Another piece of the eCopy puzzle is its PC client utility, eCopy Desktop. Some licenses come with ShareScan, and many customers license additional copies. Something of a competitor to Nuance (formerly ScanSoft) PaperPort, the software enables organizing and assembling PDFs from files scanned from the copier as well as image and document files from your hard drive or Internet.

Along with the updated ShareScan, eCopy announced Desktop 9.0 this week, which adds OCR (optical character recognition), stronger document merge capabilities, compression features and one-click PDF creation from Microsoft Office apps. IT folks can use new network-deployment features that allow remote control of features and security settings.

Nuance and eCopy, who take very different distribution tracks—Nuance through retail, eCopy through copier manufacturer dealers—will be more direct competitors in the coming year. eCopy Desktop 9.0 moves closer to PaperPort in feature set, and Nuance continues to work with MFP manufacturers to get PaperPort bundled with KonicaMinolta and Okidata MFPs, as well as Kodak document scanners.

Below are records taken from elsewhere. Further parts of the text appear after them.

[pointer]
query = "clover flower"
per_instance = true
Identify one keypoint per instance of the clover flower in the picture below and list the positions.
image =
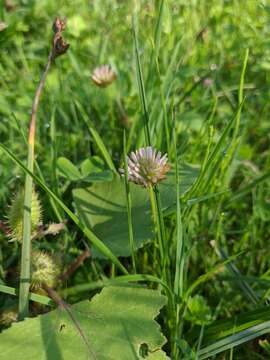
(103, 75)
(147, 166)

PDF proliferates in the office

For PDF market watchers, eCopy's moves reflect an interesting trend. eCopy doesn't really care what the dominant electronic document format is; it will build its software and hardware to use whatever file format is en vogue, be it PDF, Microsoft's XPS, or its own ".cpy" format.

From eCopy's point of view, right now PDF dominates the space because of its sophisticated security, its wide international implementation and stability, and the fact that some governmental agencies—local, state, federal and international—have legislated PDF as the only electronic format they will accept.

While it behooves eCopy to keep an eye on PDF alternatives such as Microsoft's XPS and open-standard formats on the horizon, DeStefanis says that for now, PDF is far and away the format eCopy's customers are demanding its software and hardware generate. It's enough of a sure thing that eCopy ponies up license fees for the Adobe PDF libraries instead of "rolling its own" basic subset for PDF output.

"We're neutral," DeStefanis says. "We take information on paper, convert it to PDF, and we put it some place. So, to the extent that PDF's pervasive, that's great for us. If Microsoft goes with Metro or some alternative file format, we'll have to develop to that as well because it will be important. Whether it dominates PDF, who knows?"